We are interested to build a system that takes in scientific ML abstracts and extracts model names when available.

The input: full paper abstract

The output: model name tags

We could also potentially use an NER tool to extract the same information. But we can also use LLMs to extract such information using some clever prompt engineering. 

## Demonstration Set

We will use arXiv to collect a few articles for our demonstrations.

Specifically, we will focus on the Computation and Language section and Computer Vision section: https://arxiv.org/list/cs.CL/recent

In [74]:
import json
import pandas as pd

# load json data at path: data/article-tags.json into a dataframe
with open('data/article-tags.json') as f:
    val_data = json.load(f)

with open('data/few_shot.json') as f:
    few_shot_data = json.load(f)


In [75]:
few_shot_data

[{'abstract': 'Neural Radiance Fields (NeRFs) are a very recent and very popular approach for the problems of novel view synthesis and 3D reconstruction. A popular scene representation used by NeRFs is to combine a uniform, voxel-based subdivision of the scene with an MLP. Based on the observation that a (sparse) point cloud of the scene is often available, this paper proposes to use an adaptive representation based on tetrahedra and a Delaunay representation instead of the uniform subdivision or point-based representations. We show that such a representation enables efficient training and leads to state-of-the-art results. Our approach elegantly combines concepts from 3D geometry processing, triangle-based rendering, and modern neural radiance fields. Compared to voxel-based representations, ours provides more detail around parts of the scene likely to be close to the surface. Compared to point-based representations, our approach achieves better performance.',
  'tags': ['NeRFs', 'MLP

We have the inputs we need for our prompts. Depending on your task, you might want to create several prompt templates/candidates from this. Let's to this with LangChain.

In [30]:
from langchain.prompts.few_shot import FewShotPromptTemplate
from langchain.prompts.prompt import PromptTemplate

In [98]:
# create a custom selector for the few shot data
from langchain.prompts.example_selector.base import BaseExampleSelector
from typing import Dict, List
import numpy as np

class CustomExampleSelector(BaseExampleSelector):
    
    def __init__(self, examples: List[Dict[str, str]]):
        self.examples = examples
    
    def add_example(self, example: Dict[str, str]) -> None:
        """Add new example to store for a key."""
        self.examples.append(example)

    def select_examples(self, size) -> List[dict]:
        """Select which examples to use based on the inputs."""
        return np.random.choice(self.examples, size=size, replace=False)

In [99]:
example_selector = CustomExampleSelector(few_shot_data)

In [102]:
list(example_selector.select_examples(5))

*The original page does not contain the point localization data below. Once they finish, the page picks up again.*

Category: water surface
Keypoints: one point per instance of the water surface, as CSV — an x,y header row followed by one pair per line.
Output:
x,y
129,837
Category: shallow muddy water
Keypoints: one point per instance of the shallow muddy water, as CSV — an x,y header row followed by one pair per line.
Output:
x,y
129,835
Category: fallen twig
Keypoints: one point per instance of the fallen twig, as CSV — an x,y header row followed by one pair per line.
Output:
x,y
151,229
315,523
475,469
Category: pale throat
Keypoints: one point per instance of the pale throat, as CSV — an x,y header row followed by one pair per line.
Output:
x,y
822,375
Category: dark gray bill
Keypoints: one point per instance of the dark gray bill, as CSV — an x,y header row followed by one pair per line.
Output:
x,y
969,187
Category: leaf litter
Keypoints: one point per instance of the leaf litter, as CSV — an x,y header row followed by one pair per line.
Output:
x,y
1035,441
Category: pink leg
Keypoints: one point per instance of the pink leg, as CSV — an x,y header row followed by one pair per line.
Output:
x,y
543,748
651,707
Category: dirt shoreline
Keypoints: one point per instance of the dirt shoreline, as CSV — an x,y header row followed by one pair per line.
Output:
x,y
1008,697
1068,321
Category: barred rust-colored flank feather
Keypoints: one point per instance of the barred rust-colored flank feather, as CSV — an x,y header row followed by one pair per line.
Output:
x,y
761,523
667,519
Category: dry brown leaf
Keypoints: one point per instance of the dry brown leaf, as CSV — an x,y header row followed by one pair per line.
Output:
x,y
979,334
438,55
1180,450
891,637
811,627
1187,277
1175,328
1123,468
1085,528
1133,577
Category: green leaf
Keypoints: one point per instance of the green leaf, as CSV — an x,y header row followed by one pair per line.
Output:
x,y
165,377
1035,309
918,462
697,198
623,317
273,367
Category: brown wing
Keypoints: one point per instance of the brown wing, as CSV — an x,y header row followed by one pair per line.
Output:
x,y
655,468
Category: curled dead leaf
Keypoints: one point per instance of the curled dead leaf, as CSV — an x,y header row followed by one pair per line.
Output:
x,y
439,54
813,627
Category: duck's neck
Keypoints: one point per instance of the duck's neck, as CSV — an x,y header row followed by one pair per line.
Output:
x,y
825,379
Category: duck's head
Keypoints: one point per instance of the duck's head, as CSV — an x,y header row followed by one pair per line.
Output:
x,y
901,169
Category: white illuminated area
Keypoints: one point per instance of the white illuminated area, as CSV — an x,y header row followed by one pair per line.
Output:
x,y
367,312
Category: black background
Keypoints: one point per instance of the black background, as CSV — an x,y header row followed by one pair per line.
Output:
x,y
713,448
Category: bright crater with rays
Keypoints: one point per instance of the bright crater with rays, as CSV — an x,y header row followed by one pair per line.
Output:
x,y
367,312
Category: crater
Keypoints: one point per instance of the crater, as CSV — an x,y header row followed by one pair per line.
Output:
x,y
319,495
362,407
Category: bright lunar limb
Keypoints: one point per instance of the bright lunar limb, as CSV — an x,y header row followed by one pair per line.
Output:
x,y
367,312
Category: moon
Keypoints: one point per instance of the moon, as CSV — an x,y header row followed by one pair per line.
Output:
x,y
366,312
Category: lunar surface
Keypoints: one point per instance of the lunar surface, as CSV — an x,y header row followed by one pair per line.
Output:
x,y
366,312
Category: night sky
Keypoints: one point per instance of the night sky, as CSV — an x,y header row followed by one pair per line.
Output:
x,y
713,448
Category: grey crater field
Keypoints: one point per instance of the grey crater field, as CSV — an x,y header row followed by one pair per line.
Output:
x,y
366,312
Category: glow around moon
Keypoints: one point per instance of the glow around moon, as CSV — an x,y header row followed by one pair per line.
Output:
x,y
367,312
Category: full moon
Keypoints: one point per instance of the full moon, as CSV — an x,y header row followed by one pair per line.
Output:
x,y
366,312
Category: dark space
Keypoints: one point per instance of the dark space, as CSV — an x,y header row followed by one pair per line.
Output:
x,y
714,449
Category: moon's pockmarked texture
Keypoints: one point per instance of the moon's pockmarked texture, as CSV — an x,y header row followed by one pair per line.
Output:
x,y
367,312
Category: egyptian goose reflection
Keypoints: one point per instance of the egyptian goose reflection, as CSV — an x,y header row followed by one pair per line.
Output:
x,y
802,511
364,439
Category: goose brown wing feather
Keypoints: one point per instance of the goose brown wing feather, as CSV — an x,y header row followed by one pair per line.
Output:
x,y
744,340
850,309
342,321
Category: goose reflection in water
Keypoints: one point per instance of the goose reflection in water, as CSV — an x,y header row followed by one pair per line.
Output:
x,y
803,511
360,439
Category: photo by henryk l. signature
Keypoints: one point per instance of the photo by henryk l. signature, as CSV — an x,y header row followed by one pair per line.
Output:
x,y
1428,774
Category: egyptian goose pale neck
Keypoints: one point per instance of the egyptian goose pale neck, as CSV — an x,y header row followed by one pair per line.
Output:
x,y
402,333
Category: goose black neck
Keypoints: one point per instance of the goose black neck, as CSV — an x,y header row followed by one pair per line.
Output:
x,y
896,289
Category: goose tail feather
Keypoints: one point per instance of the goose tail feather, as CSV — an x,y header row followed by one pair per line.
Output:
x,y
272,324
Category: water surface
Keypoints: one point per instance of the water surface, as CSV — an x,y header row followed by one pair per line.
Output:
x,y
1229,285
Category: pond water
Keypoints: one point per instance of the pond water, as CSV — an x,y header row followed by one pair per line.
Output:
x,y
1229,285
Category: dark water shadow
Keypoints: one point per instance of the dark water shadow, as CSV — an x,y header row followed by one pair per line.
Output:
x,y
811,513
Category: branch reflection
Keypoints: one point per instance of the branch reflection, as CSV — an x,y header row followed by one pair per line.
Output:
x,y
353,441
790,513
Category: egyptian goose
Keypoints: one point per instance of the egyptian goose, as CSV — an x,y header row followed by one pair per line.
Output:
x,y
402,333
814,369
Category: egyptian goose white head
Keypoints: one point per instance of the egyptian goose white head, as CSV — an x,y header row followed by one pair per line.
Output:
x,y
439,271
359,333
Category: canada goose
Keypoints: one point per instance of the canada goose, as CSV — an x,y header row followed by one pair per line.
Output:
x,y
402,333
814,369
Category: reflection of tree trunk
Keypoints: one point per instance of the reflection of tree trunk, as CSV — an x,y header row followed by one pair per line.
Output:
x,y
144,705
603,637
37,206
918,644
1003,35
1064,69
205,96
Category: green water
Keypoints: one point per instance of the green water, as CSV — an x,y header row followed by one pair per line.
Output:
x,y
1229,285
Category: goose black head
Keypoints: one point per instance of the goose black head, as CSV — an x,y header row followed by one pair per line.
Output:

[{'abstract': "Children's drawings have a wonderful inventiveness, creativity, and variety to them. We present a system that automatically animates children's drawings of the human figure, is robust to the variance inherent in these depictions, and is simple and straightforward enough for anyone to use. We demonstrate the value and broad appeal of our approach by building and releasing the Animated Drawings Demo, a freely available public website that has been used by millions of people around the world. We present a set of experiments exploring the amount of training data needed for fine-tuning, as well as a perceptual study demonstrating the appeal of a novel twisted perspective retargeting technique. Finally, we introduce the Amateur Drawings Dataset, a first-of-its-kind annotated dataset, collected via the public demo, containing over 178,000 amateur drawings and corresponding user-accepted character bounding boxes, segmentation masks, and joint location annotations.",
  'tags': ['

In [109]:
template = """
Abstract: {abstract}
Tags: {tags}
"""

prompt = PromptTemplate(
    input_variables=["abstract", "tags"],
    template=template
)

few_shot_prompt = FewShotPromptTemplate(
    examples = list(example_selector.select_examples(3)),
    example_prompt=prompt,
    prefix = "Your task is to extract model names from machine learning paper abstracts. Your response is an an array of the model names in the format [\"model_name\"]. If you don't find model names in the abstract or you are not sure, return [\"NA\"]",
    suffix = "Abstract: {input}\nTags:",
    input_variables=["input"],
    example_separator="\n\n" 
)

In [110]:
print_markdown(few_shot_prompt.format(input="test"))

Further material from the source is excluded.